Analytical Theory of Near-Field Electrostatic Effects in Two-Dimensional Materials and van der Waals Heterojunctions

TL;DR

This paper develops and validates an analytical model for near-field electrostatic effects in 2D materials, enabling rapid prediction of moiré potentials in twisted heterostructures beyond traditional computational limits.

Contribution

It introduces a new analytical approach to accurately describe electrostatic effects near 2D materials and applies it to various monolayers and heterostructures, facilitating moiré potential predictions.

Findings

The model accurately captures DFT-calculated potentials.

It enables quick construction of electronic density ansatz.

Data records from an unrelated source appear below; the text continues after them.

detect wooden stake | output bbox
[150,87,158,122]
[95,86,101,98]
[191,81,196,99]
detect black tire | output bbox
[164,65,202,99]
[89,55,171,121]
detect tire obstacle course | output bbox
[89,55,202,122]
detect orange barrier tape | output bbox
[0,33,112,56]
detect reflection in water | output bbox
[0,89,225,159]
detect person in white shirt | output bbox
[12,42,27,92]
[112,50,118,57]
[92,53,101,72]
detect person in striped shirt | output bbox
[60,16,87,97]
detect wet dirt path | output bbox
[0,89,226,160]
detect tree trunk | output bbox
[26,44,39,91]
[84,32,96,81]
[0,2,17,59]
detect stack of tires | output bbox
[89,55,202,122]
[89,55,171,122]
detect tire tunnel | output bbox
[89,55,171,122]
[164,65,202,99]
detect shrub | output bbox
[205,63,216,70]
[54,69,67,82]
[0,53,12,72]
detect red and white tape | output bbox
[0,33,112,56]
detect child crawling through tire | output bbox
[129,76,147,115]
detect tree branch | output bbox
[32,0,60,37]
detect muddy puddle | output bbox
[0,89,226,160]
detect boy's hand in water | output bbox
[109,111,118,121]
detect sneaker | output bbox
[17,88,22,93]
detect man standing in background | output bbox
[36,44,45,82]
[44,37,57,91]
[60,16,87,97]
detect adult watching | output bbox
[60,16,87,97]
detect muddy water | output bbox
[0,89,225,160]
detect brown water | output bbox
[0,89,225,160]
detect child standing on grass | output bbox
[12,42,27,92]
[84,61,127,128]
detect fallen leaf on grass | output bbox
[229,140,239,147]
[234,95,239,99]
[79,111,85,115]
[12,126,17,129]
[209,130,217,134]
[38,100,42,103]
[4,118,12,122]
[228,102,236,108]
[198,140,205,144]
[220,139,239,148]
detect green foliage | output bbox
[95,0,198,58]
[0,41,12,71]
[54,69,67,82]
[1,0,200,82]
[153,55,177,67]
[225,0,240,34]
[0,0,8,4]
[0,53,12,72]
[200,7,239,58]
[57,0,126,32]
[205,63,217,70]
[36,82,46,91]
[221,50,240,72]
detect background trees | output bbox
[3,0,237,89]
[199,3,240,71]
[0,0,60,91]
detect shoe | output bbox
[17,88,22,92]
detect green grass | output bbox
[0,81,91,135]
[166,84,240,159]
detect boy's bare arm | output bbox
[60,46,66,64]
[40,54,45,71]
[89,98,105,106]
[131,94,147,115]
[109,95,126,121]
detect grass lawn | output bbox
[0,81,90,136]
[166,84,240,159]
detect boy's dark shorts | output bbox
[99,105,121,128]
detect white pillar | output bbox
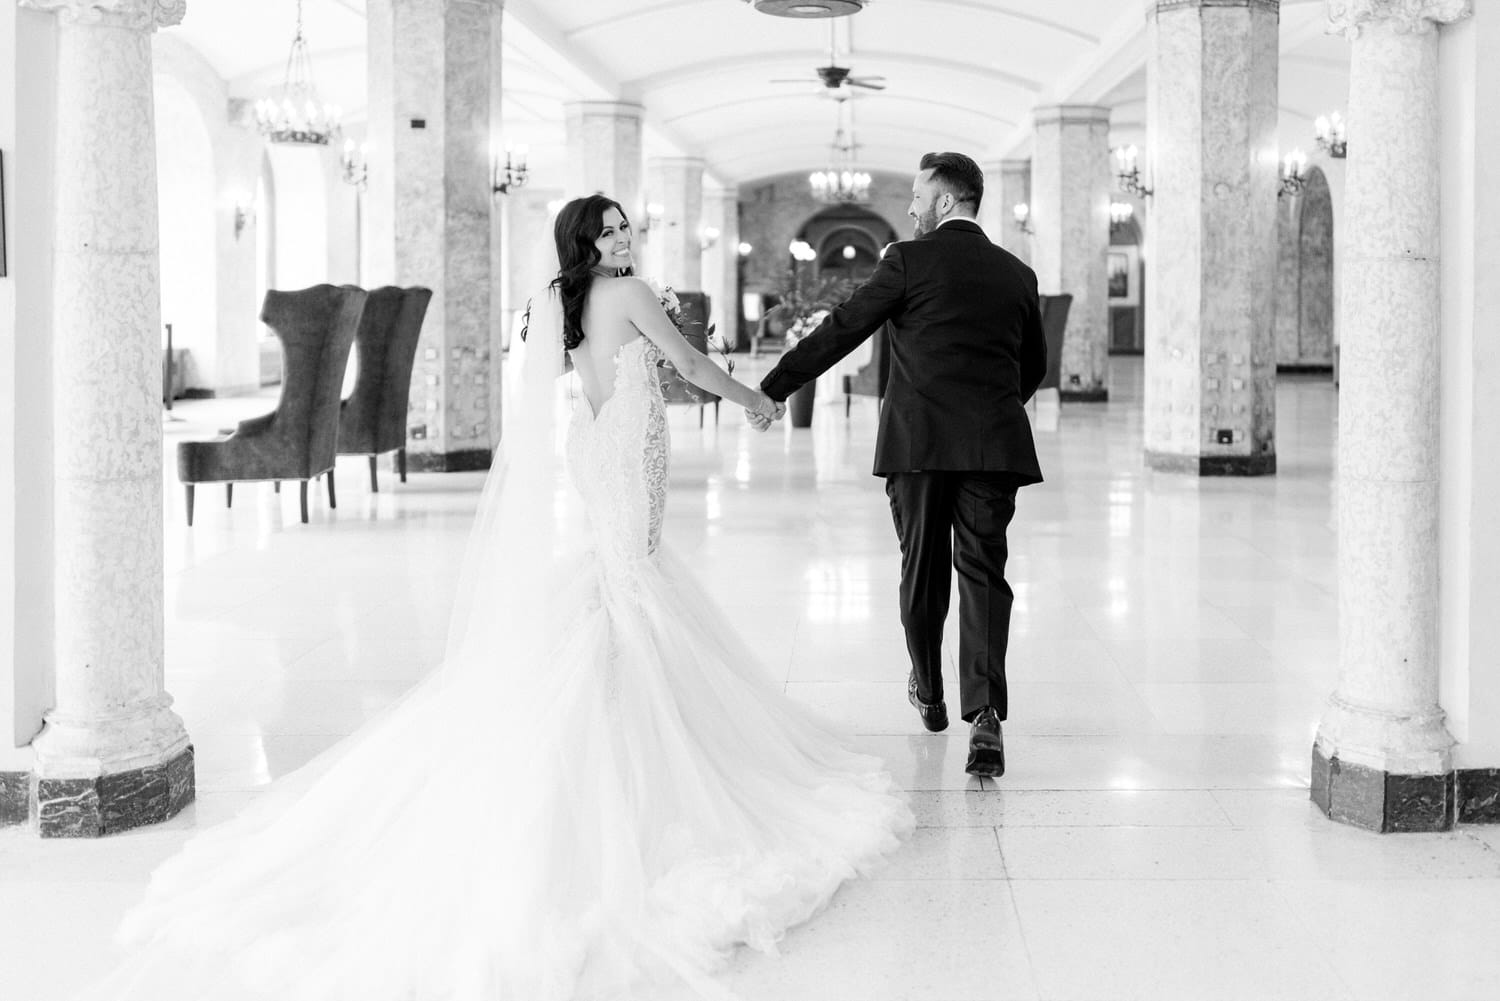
[500,186,562,347]
[1142,0,1279,475]
[647,157,705,292]
[701,187,740,349]
[21,0,193,838]
[982,158,1032,266]
[213,99,263,395]
[366,0,501,469]
[1311,0,1471,833]
[564,100,642,212]
[1032,105,1110,402]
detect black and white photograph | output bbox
[2,2,1500,1000]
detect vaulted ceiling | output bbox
[162,0,1352,189]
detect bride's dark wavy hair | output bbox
[533,193,632,350]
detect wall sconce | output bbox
[231,191,254,241]
[788,239,816,263]
[1315,111,1347,158]
[639,201,665,234]
[546,198,567,215]
[1108,201,1134,234]
[1112,144,1153,198]
[699,225,721,251]
[1279,148,1308,198]
[737,241,753,257]
[841,244,857,260]
[492,144,528,195]
[340,139,368,190]
[1011,202,1034,235]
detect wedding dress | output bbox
[84,289,913,1001]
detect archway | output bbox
[815,225,882,284]
[153,75,216,393]
[796,204,896,282]
[1274,165,1334,370]
[1107,214,1144,354]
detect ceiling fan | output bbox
[770,19,885,92]
[772,63,886,91]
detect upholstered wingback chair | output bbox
[177,284,367,525]
[657,291,720,427]
[1037,293,1073,392]
[842,322,890,417]
[337,285,432,491]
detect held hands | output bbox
[745,391,785,432]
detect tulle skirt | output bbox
[83,545,913,1001]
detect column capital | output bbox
[1327,0,1471,38]
[565,100,645,121]
[20,0,185,30]
[1033,104,1111,128]
[1151,0,1278,15]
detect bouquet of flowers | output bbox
[646,278,735,379]
[785,308,829,348]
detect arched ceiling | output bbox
[163,0,1350,190]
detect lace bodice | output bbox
[566,337,669,562]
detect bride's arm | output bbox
[619,279,776,417]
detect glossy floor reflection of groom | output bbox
[757,151,1047,777]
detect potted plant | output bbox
[772,266,854,428]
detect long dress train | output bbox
[83,332,913,1001]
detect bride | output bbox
[85,194,913,1001]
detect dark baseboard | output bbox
[35,746,195,839]
[1059,388,1108,403]
[1145,450,1277,477]
[1458,768,1500,824]
[1310,744,1456,833]
[404,448,493,474]
[1277,363,1335,375]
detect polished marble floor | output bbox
[5,357,1500,1001]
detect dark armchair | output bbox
[177,284,367,525]
[337,285,432,491]
[842,323,890,417]
[657,291,721,427]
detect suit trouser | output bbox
[885,471,1021,723]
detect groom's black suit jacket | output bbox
[761,218,1046,482]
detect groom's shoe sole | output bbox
[908,679,949,733]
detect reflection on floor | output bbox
[5,356,1500,1001]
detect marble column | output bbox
[701,187,741,349]
[366,0,501,470]
[1143,0,1279,475]
[646,157,705,292]
[1311,0,1472,834]
[564,100,642,213]
[21,0,194,838]
[1031,105,1110,402]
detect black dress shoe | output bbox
[965,706,1005,777]
[907,674,949,733]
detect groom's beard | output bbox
[912,206,939,237]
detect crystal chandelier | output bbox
[809,102,870,204]
[256,0,342,145]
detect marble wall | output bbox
[1273,166,1334,368]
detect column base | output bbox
[1145,450,1277,476]
[405,448,493,473]
[0,772,27,826]
[1311,743,1455,832]
[1059,387,1108,403]
[38,745,195,838]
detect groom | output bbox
[757,152,1046,777]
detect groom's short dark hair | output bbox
[919,152,983,209]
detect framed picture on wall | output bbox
[1107,246,1138,306]
[0,150,8,278]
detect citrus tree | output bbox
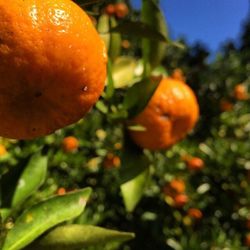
[0,0,250,250]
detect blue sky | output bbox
[131,0,249,52]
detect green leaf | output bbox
[142,0,168,69]
[25,225,135,250]
[123,76,162,118]
[97,14,110,52]
[112,56,137,88]
[2,188,92,250]
[96,100,108,114]
[119,131,150,184]
[127,125,146,132]
[11,154,48,208]
[110,20,168,43]
[105,60,115,100]
[121,169,150,212]
[109,17,121,61]
[0,209,11,222]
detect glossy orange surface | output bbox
[0,0,107,139]
[129,77,199,150]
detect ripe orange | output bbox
[174,194,189,208]
[56,187,66,196]
[246,219,250,230]
[186,157,204,171]
[62,136,79,153]
[245,233,250,247]
[115,3,129,18]
[0,0,107,139]
[121,40,131,49]
[129,77,199,150]
[103,153,121,169]
[171,68,186,82]
[220,99,233,112]
[104,4,116,16]
[169,179,186,194]
[0,144,7,156]
[234,84,248,100]
[187,208,203,219]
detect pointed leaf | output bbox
[142,0,168,68]
[110,21,168,42]
[97,14,110,51]
[25,225,135,250]
[105,60,115,99]
[123,76,161,118]
[109,17,121,61]
[2,188,92,250]
[119,131,150,184]
[112,56,137,88]
[121,169,149,212]
[11,154,48,208]
[0,209,11,222]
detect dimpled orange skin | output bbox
[129,77,199,150]
[0,0,107,139]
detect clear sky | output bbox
[131,0,249,52]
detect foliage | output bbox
[0,0,250,249]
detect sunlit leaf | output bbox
[2,188,92,250]
[121,169,150,212]
[11,154,47,208]
[25,225,135,250]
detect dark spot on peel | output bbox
[35,92,42,98]
[81,86,88,92]
[161,113,170,120]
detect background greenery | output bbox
[0,1,250,249]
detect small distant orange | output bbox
[220,99,233,112]
[103,153,121,169]
[187,208,203,219]
[104,4,116,16]
[0,145,7,156]
[115,3,129,18]
[129,77,199,150]
[57,187,66,196]
[169,179,186,194]
[234,84,248,100]
[62,136,79,153]
[186,157,204,171]
[174,194,189,208]
[245,233,250,247]
[246,219,250,230]
[0,0,107,139]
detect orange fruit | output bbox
[121,40,131,49]
[234,84,248,100]
[103,153,121,169]
[62,136,79,153]
[186,157,204,171]
[129,77,199,150]
[115,3,129,18]
[169,179,186,194]
[174,194,189,208]
[171,68,186,82]
[187,208,203,219]
[246,219,250,230]
[56,187,66,196]
[163,179,186,198]
[245,233,250,247]
[0,144,7,156]
[0,0,107,139]
[220,99,233,112]
[104,4,115,16]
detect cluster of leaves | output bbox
[0,0,250,249]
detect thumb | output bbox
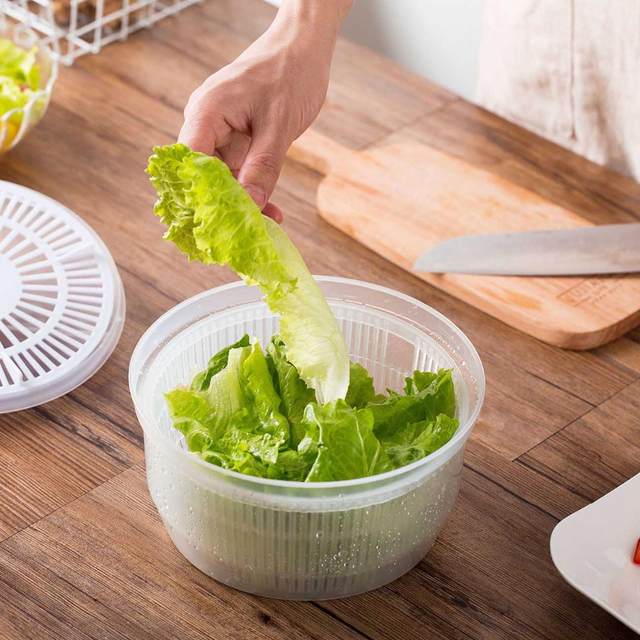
[238,133,287,210]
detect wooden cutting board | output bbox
[288,128,640,350]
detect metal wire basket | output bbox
[1,0,201,64]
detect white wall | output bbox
[264,0,486,101]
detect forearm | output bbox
[274,0,352,49]
[278,0,353,24]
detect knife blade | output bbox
[413,223,640,276]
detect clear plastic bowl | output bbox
[0,21,58,154]
[129,277,485,600]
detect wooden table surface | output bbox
[1,1,640,638]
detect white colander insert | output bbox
[0,180,125,413]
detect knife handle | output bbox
[287,127,354,175]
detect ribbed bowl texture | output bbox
[129,277,485,599]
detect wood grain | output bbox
[520,380,640,502]
[0,0,638,638]
[0,395,141,541]
[0,467,368,640]
[403,100,640,227]
[595,337,640,374]
[289,127,640,350]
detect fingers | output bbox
[218,131,251,177]
[179,91,233,155]
[238,131,288,212]
[219,133,284,222]
[178,84,287,223]
[263,202,284,224]
[178,117,216,155]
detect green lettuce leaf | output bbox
[0,39,43,149]
[165,387,220,451]
[201,446,270,478]
[205,345,248,432]
[266,335,315,447]
[403,369,456,419]
[217,420,285,466]
[345,362,378,408]
[370,369,457,441]
[240,342,289,446]
[0,39,40,91]
[171,341,291,469]
[147,144,349,403]
[0,80,28,116]
[380,414,459,467]
[405,369,456,418]
[191,334,250,391]
[371,369,459,467]
[300,401,392,481]
[266,449,316,481]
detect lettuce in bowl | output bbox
[147,144,459,482]
[165,334,459,482]
[0,35,56,153]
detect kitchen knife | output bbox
[413,223,640,276]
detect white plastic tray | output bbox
[550,473,640,634]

The approach predicts moiré potentials in twisted superlattices.

Abstract

We derive and validate a quantitative analytical model of the near-field electrostatic effects in the vicinity (>=3\AA) of two-dimensional (2D) materials. In solving the Poisson equation of a near-planar point charge ansatz for the electronic density of a 2D material, our formula quantitatively captures the out-of-plane decay and the in-plane modulation of density functional theory (DFT)-calculated potentials. We provide a method for quickly constructing the electronic density ansatz, and apply it to the case of hexagonal monolayers (BN, AlN, GaN) and monochalcogenides (GeS, GeSe, GeTe, SnS, SnSe, SnTe, PbS, PbSe, PbTe) and their flexural and polar distortions. We demonstrate how our model can be straightforwardly applied to predict material-/angle-specific moir\'e potentials arising in twisted superlattices with periodicities beyond the reach of DFT calculations.